For Veterans Day this year, I decided to go out and visit some of the unique Veterans Memorials around Arizona. It’s a time to honor those who served in the US Armed Forces, and having so many family members myself in the military, I decided to join in the celebrations here in Arizona.
American Indian National Veterans Memorial
In front of the Heard Museum in Downtown Phoenix lays the first and only known American Indian veterans memorial. On its walls, divided by war, lists the Native Americans who perished in those wars. It also chronicles their involvement in armed conflicts since the 17th, with a poem (Do Not Stand on My Grave and Weep by Mary Elizabeth Frye) and a special section for Medal of Honor recipients.
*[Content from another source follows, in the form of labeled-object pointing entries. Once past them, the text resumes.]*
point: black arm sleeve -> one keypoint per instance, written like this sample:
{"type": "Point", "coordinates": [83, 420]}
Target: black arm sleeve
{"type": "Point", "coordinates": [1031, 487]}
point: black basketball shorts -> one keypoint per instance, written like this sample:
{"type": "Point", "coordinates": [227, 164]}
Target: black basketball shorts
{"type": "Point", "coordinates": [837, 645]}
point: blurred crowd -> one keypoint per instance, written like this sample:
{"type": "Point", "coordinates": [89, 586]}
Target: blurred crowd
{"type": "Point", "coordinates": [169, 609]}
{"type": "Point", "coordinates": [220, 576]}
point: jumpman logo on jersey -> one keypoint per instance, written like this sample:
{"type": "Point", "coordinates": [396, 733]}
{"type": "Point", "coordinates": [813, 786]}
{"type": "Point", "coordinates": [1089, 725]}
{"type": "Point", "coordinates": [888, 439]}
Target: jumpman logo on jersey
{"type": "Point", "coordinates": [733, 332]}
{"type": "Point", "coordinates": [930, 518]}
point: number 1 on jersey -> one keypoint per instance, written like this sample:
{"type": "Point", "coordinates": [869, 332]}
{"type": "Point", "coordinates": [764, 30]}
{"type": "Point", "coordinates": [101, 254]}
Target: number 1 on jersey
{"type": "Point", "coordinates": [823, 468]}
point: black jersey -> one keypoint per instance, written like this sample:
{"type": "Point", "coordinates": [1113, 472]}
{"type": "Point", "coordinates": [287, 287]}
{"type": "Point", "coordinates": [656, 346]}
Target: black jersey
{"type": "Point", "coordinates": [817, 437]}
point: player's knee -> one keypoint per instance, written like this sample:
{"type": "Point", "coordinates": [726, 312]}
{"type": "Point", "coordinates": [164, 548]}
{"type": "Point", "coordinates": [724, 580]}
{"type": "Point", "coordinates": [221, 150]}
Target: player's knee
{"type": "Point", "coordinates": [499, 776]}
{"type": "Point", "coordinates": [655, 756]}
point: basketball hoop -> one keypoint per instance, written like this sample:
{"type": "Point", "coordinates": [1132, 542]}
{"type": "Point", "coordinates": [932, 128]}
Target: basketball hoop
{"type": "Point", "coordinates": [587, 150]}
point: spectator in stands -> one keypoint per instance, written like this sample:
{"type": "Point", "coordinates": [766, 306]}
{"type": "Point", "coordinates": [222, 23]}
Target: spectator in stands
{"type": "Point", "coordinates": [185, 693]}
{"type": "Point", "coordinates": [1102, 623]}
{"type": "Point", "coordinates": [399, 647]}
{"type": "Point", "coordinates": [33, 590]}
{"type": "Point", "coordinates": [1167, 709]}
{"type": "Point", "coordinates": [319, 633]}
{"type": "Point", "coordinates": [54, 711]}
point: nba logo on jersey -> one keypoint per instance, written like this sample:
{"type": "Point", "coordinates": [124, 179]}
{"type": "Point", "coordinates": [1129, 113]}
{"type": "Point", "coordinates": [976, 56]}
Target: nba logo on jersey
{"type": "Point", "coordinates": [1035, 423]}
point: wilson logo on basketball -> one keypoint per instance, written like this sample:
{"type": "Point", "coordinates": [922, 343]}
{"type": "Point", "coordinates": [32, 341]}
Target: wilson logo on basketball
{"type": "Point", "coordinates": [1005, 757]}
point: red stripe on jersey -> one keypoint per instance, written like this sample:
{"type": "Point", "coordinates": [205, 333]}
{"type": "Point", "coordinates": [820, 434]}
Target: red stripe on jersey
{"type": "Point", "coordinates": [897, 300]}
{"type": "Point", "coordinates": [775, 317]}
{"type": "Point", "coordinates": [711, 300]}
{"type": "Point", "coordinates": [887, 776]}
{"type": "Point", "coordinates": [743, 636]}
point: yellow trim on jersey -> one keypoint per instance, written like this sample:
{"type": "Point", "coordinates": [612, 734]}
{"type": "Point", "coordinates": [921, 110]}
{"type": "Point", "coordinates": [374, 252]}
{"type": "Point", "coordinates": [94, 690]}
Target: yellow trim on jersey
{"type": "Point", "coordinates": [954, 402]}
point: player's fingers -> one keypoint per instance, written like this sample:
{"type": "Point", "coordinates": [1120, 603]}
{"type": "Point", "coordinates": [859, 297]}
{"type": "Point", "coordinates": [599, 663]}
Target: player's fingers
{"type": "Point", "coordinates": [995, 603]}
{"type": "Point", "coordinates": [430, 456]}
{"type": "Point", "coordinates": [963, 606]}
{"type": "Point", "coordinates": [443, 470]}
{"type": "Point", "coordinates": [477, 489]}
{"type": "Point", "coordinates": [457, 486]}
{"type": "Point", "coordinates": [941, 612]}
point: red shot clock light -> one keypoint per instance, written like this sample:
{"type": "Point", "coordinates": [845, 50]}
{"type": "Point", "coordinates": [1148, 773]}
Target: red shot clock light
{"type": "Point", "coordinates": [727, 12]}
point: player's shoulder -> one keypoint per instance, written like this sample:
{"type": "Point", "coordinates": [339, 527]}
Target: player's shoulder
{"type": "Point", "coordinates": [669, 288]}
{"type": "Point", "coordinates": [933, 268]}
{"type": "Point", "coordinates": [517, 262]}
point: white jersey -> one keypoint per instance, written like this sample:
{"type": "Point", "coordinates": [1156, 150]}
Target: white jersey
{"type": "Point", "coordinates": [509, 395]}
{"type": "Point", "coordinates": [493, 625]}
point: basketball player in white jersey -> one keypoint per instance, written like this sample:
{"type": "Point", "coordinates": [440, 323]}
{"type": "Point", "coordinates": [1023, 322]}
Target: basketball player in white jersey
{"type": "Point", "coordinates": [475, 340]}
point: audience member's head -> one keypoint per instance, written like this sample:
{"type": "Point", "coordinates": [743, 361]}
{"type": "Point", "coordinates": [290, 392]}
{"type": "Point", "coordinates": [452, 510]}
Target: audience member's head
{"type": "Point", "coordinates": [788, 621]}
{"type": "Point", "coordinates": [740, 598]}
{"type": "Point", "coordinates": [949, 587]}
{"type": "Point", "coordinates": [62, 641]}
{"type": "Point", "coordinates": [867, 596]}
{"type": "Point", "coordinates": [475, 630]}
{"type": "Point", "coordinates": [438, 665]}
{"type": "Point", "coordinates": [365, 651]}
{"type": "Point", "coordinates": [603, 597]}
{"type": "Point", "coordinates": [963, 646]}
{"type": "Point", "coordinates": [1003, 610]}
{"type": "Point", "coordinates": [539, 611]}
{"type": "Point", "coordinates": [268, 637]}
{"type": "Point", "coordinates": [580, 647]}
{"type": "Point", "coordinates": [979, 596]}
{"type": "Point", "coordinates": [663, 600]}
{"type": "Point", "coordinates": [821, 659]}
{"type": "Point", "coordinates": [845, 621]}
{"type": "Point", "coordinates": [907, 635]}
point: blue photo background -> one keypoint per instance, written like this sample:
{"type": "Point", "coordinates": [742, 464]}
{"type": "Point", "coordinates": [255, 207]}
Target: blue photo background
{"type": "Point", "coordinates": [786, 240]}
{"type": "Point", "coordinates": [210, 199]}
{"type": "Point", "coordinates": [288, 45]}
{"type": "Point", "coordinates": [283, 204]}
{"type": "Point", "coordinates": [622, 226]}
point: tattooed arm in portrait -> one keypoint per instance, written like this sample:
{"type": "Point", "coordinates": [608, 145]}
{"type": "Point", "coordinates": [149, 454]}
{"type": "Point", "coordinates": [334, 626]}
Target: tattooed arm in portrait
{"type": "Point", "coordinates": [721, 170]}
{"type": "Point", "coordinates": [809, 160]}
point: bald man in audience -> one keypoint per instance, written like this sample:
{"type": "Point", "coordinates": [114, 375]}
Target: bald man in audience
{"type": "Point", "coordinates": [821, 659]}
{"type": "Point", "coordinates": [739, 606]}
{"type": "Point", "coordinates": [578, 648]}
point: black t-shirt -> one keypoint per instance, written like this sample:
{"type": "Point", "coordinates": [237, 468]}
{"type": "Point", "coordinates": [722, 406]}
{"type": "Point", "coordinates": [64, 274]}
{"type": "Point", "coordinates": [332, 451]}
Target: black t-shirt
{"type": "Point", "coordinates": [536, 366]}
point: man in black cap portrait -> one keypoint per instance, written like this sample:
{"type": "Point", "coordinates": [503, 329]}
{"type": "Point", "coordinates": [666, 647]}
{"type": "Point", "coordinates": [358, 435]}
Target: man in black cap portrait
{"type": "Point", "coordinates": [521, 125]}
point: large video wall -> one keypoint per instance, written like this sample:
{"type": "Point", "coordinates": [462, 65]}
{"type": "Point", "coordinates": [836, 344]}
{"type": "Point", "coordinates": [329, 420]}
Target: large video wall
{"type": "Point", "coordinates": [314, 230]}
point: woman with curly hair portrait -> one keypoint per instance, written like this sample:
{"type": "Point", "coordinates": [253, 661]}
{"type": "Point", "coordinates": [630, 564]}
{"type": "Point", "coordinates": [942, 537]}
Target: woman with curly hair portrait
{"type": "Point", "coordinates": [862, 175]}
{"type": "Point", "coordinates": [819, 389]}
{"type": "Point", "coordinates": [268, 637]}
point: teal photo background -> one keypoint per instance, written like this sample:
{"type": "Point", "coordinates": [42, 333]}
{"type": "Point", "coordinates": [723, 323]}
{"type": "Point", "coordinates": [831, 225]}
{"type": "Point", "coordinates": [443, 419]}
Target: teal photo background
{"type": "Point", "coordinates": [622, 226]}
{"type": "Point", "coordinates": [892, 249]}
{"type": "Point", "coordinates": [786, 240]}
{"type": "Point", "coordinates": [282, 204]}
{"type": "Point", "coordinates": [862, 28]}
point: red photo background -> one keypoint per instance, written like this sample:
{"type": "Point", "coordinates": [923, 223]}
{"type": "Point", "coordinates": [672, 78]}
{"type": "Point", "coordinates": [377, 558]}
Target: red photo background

The most interesting part is the statue: It was constructed by two men by the names of Allan Houser and Michael Naranjo. The statue was Houser’s last, and Naranjo, blinded by an injury he received in the Vietnam War, carved the sculpture by feel. He also designed all of his sculptures to be felt, so if you visit the memorial, close your eyes and run your fingers along the statue to try and see what Naranjo did.
Anthem Veterans Memorial
A short drive north of Phoenix is Anthem, which hosts the Anthem Veterans Memorial, known for its solar spotlight phenomenon. Every Veterans Day at exactly 11:11 in the morning, the holes in the pillars (each representing a different branch of the US military) line up to focus the sun’s rays onto the seal of the United States. There is a huge celebration in the park every year. There is usually a pancake breakfast (which I was, sadly, too late for) followed by a large ceremony. In it, they recognize living service members from each of the wars. This year, there were still two veterans from World War II alive and present for the celebration. There were a few community awards, and then the keynote speaker. The park staff, wisely, roped off the memorial and set up cameras and large LED displays around the park so that everyone could watch the moment. I was lucky enough to be behind the memorial and snapped a few pictures.
Overall, it’s been a good time to reflect on the US and what it values. Given the turbulent and ugly election season, it was refreshing to push that out of the way for a moment to reflect on the lives of these individuals who chose to fight for our nation.